TreeCorr
TreeCorr copied to clipboard
Support SACC output format
LSST DESC is planning to use SACC files for passing around two-point data. Would be nice to have TreeCorr output to this format natively.
cf. https://github.com/LSSTDESC/sacc
Should we also do this for the DES 2pt data format?
If there is one other than merely fits catalogs, sure. Just point me to the data format you'd prefer. It would be easy to add it as an option.
I'm not sure how high a priority this should be, since we already output to sacc from the TXPipe pipeline using the APIs of the two codes. But in case it's useful, the sacc API is now stable can be used like this:
s = sacc.Sacc()
data_type = sacc.standard_types.galaxy_shear_xi_plus
# or one of:
# galaxy_shear_xi_minus, galaxy_shear_xi_imagPlus, galaxy_shear_xi_imagMinus
# galaxy_density_xi, galaxy_shearDensity_xi_t, galaxy_shearDensity_xi_x
# for each data point, create a window function object:
window = sacc.TopHatWindow(theta_min, theta_max)
# or if we have a weight function: window = sacc.Window(thetas, weights)
# and add to the data set. tracers_later=True means we don't have n(z) values yet.
s.add_data_point(sacc.standard_types.galaxy_density_xi, ('bin1', 'bin2'), xi_value,
tracers_later=True, theta=mean_theta_in_arcmin, window=window)
once all data points are added, save with
s.save_fits(filename)
Thanks Joe.
So a given SACC file only has one of xi+ or xi-? And no estimate of the variance?

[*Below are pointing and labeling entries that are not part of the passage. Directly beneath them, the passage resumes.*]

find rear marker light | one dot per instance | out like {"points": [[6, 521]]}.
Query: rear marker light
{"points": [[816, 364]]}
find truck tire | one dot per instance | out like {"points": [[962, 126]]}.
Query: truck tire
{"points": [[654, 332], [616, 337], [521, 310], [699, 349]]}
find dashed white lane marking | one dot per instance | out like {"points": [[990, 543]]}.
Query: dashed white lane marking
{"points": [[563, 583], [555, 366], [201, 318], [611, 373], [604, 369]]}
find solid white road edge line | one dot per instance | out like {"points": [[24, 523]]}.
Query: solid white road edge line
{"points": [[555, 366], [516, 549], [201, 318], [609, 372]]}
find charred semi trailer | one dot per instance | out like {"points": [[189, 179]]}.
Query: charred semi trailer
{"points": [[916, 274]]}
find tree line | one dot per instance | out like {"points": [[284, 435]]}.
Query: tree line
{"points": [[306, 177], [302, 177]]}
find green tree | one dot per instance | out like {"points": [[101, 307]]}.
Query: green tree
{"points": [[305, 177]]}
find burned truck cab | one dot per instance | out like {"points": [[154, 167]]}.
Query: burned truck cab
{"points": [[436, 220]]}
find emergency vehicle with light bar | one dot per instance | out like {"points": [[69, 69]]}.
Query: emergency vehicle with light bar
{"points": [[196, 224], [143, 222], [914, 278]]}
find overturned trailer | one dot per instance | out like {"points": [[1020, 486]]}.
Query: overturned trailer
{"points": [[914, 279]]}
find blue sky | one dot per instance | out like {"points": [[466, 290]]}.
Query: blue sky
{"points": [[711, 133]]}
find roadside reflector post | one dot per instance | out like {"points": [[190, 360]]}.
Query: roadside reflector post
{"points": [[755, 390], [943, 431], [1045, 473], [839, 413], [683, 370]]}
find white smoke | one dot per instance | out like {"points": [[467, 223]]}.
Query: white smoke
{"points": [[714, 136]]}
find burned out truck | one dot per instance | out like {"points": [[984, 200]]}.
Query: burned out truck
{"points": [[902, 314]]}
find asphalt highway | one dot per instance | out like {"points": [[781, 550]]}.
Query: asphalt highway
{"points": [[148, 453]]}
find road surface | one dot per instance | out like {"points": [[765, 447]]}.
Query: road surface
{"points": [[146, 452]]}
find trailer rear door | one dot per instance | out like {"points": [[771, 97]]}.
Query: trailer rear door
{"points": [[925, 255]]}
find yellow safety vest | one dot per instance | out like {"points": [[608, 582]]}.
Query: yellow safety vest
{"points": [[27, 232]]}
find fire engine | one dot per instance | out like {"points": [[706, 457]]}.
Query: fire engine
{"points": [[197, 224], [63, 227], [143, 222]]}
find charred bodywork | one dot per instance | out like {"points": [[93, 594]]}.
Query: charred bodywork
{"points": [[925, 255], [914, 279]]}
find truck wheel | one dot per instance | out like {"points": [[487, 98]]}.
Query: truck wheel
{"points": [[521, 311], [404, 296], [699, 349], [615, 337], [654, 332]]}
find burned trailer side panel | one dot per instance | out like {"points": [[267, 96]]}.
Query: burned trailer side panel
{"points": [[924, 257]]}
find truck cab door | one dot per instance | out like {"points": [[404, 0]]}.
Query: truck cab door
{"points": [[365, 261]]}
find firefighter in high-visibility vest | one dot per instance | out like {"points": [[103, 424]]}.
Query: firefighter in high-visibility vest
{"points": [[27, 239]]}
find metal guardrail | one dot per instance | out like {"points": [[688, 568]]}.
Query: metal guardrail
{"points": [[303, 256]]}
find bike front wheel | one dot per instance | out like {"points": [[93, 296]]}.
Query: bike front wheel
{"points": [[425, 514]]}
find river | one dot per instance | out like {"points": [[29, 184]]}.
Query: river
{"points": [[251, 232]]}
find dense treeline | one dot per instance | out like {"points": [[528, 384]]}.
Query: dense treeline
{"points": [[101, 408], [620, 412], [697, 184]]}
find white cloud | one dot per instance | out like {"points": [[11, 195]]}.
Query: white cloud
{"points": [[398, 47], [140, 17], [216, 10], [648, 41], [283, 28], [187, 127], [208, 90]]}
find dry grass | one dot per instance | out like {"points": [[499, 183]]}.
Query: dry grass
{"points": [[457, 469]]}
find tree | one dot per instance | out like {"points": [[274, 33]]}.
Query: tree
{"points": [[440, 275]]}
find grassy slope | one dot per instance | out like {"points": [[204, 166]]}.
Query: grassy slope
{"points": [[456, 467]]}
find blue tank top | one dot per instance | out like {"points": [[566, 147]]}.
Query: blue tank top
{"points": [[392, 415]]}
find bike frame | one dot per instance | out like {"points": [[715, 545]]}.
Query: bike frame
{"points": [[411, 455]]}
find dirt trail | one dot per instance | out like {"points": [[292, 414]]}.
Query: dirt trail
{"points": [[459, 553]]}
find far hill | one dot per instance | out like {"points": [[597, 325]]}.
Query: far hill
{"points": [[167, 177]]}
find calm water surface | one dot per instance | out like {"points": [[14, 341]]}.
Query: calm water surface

I'm a little surprised at that. I would have thought all of these would go together in one file.
Also, the TreeCorr bins are not (normally) tophats in theta space. They are tophats in log(theta) space. (For the typical case of bin_type='Log' anyway.) Is there a corresponding sacc function I should use for that?
Even better, if I understand the meaning correctly, we could even treat the bins as overlapping trapezoids (still in log space) to account for a non-zero bin_slop. Not sure if this is possible in SACC, or even if it would matter for any use cases, but it might be nice to get that right if it's an option.
Hi Mike,
So a given SACC file only has one of xi+ or xi-?
Didn't mean to imply that - you loop through data points, both within a type and across different types.
And no estimate of the variance?
Forgot to include that in my example - added below.
They are tophats in log(theta) space
Thanks for this - it's about two lines to add, so I can make a PR for that today.
treat the bins as overlapping trapezoids
Not 100% sure what you mean by that - the different windows can always overlap. Would this be covered by a general weight function? Or something more than that?
Here's an extended example:
s = sacc.Sacc()
xip = sacc.standard_types.galaxy_shear_xi_plus
xim = sacc.standard_types.galaxy_shear_xi_minus
bin_pairs = [('bin1', 'bin1'), ('bin2', 'bin2')] # etc
v = []
for bin_pair in bin_pairs:
# calculate theta_min, theta_max, xi_plus, xi_minus,
# varxip, varxim for this pair of bins, e.g. for 10 angular bins
...
for i in range(10):
# Window function - I will add a LogTopHat very shortly (trivial change)
window = sacc.TopHatWindow(theta_min[i], theta_max[i])
# add xiplus data point. Data point order is arbitrary, as long as the
# covariance order supplied later matches it. Order is changed to a
# canonical one when the file is saved
s.add_data_point(xip, bin_pair, xi_plus[i],
tracers_later=True, theta=theta_mean[i], window=window)
# build up variances for the end.
v.append(varxip[i])
# same for xi minus
s.add_data_point(xim, bin_pair, xi_minus[i],
tracers_later=True, theta=theta_mean[i], window=window)
v.append(varxim[i])
# sacc deduces from the fact that this is a 1D array that you are supplying the
# diagonal of the covariance matrix
v = np.array(v)
sacc.add_covariance(v)
# once all data points and covariances are added, save with:
s.save_fits(filename)
I've updated the code to add sacc.LogTopHatWindow - version 0.2.3 in pip.